The man was a fool. As if she, a colonel, would go to the home of a murderer to inform the man’s wife her criminal husband was dead. ‘One of my men did.’
‘Was she shown the alleged suicide note?’ the African sidekick asked.
‘You cannot come to Barberton and tell me how to run my investigations,’ Sindisiwe said.
‘Are there plans to search for the missing girl’s body?’ Pretorius asked.
She snorted. ‘You really do not know where you are, do you? Men have been digging holes in these mountains for more than a hundred and thirty years. There are hundreds, maybe thousands of places to throw a body. We would never know where to start looking. The girl is gone, and her mother and father were both recently killed. It is a blessing, in a way.’

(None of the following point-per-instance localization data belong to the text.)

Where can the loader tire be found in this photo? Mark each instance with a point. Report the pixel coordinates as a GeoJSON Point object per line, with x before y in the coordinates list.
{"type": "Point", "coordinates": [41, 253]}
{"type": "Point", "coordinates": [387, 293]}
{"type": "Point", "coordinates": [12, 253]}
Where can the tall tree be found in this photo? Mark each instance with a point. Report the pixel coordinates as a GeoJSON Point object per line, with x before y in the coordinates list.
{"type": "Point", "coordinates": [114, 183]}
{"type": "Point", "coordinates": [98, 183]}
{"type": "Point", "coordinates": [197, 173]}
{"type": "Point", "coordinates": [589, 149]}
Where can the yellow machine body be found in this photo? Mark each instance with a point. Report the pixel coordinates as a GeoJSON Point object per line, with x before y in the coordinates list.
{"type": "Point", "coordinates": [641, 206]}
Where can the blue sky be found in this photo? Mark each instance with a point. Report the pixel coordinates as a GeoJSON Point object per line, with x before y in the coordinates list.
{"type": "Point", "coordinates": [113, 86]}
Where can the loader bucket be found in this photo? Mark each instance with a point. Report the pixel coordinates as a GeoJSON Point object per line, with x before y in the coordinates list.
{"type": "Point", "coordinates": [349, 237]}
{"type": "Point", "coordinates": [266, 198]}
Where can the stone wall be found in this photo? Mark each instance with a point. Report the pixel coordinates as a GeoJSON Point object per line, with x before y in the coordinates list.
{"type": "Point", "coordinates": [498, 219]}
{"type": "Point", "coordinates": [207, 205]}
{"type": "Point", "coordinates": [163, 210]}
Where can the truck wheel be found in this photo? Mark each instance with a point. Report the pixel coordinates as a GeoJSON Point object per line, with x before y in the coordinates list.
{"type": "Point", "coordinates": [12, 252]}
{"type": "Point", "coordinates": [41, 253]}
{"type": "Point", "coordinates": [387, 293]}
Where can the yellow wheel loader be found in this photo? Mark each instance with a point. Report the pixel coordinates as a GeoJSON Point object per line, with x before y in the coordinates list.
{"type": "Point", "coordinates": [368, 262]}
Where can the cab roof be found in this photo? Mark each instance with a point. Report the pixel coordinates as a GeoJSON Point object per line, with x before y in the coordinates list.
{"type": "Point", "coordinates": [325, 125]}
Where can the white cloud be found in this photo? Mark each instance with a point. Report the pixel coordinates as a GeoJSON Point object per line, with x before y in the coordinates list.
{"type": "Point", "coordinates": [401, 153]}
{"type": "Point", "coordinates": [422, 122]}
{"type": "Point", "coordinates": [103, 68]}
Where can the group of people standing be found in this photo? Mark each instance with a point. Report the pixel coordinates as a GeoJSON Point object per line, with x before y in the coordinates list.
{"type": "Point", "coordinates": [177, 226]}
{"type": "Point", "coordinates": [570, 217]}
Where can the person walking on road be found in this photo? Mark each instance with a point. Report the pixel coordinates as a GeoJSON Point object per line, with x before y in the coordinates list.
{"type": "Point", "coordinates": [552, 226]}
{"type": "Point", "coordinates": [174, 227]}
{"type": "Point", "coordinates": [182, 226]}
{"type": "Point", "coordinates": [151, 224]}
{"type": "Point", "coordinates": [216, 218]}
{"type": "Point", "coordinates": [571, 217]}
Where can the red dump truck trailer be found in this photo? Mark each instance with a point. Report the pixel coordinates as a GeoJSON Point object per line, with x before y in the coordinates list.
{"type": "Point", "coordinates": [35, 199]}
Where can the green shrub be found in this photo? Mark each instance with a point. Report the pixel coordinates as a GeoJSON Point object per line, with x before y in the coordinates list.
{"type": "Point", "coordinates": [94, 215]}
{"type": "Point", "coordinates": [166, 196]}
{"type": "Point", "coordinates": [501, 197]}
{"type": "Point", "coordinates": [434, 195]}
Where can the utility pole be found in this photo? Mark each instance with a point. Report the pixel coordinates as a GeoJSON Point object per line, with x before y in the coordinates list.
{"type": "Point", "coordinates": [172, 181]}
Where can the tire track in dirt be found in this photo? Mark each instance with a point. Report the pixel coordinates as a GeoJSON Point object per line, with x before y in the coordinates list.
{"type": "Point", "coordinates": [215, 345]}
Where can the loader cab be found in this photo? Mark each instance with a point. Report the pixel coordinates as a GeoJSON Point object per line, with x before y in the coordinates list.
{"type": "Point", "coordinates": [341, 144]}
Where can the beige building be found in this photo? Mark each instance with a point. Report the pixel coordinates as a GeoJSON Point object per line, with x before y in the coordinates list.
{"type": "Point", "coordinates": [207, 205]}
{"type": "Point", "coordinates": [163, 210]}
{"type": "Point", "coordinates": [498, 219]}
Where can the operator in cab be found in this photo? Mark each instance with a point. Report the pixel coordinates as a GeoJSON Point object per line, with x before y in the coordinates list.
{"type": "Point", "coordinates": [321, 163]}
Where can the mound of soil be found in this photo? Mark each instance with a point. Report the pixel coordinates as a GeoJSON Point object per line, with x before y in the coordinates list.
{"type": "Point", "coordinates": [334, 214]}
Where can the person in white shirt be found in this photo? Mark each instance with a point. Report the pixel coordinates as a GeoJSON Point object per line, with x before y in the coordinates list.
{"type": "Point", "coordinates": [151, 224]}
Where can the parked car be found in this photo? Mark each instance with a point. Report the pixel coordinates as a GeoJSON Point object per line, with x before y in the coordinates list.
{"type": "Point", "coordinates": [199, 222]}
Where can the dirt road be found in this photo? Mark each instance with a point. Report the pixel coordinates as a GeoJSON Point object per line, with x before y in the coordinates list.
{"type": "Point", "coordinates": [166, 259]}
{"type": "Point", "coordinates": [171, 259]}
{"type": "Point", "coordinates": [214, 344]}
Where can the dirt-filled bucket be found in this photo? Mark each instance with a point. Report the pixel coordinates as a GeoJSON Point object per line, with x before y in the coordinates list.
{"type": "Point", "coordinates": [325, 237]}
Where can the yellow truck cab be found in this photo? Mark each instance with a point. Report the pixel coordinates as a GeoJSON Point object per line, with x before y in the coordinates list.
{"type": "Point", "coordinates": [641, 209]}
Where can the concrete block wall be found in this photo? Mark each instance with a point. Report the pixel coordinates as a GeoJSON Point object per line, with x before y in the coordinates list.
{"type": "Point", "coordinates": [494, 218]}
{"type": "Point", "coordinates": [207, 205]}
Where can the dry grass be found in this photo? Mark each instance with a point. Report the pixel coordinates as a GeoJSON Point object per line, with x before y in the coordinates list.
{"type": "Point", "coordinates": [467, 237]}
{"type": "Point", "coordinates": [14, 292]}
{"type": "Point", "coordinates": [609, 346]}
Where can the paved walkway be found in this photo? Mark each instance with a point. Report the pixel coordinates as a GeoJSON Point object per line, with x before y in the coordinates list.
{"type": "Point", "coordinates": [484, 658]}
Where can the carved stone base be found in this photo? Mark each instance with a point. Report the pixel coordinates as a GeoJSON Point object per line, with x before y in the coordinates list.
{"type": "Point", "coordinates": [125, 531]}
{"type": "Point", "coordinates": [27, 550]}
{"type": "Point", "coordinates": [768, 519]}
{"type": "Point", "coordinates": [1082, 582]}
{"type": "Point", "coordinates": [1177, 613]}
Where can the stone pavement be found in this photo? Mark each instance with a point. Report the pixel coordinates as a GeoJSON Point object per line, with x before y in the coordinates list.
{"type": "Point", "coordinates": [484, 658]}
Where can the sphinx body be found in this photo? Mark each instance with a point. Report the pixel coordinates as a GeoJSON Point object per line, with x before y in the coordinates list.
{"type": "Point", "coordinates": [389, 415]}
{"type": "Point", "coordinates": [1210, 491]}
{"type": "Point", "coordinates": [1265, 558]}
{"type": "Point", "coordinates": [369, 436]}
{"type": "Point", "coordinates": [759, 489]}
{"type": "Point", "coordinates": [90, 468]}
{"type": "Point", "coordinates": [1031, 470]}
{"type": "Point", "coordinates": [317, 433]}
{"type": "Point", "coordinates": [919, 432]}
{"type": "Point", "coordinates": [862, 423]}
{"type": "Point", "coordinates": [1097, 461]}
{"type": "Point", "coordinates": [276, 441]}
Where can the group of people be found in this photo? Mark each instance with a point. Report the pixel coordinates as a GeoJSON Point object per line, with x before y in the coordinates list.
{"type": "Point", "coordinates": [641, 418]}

Pretorius had squared up to her, as if he could intimidate her like some old-regime policeman. ‘We have information, Colonel, that the abduction and alleged killing of Jessica McMurtrie, and the death of her mother, may be the result of a payback operation by Wellington Shumba, the man who is believed to be the ringleader of the illegal miners at Eureka and was last seen in your custody, after being arrested on the edge of the Kruger Park.’
She had wondered where his information had come from.
‘Unfortunately, Shumba escaped from custody before he could be charged. The same officer who allowed the others to get away on his watch has been counselled further.’
But they had stayed and, worse still, another team of police officers had arrived from Johannesburg shortly after the pair of pied Hawks. Sindisiwe felt professionally insulted that the commissioner in Joburg had sent a team from a new specialist mine-security unit to go underground in search of the missing girl. It was all for PR, she knew. There was no way they would find Jessica McMurtrie, certainly not by making a full-frontal assault down into the mine via the cage. Wellington would have the girl well hidden in his labyrinth. Even though she had deliberately not agreed to any requests from Eureka for police operations to be mounted underground, she still felt slighted that the commissioner had sent his own team.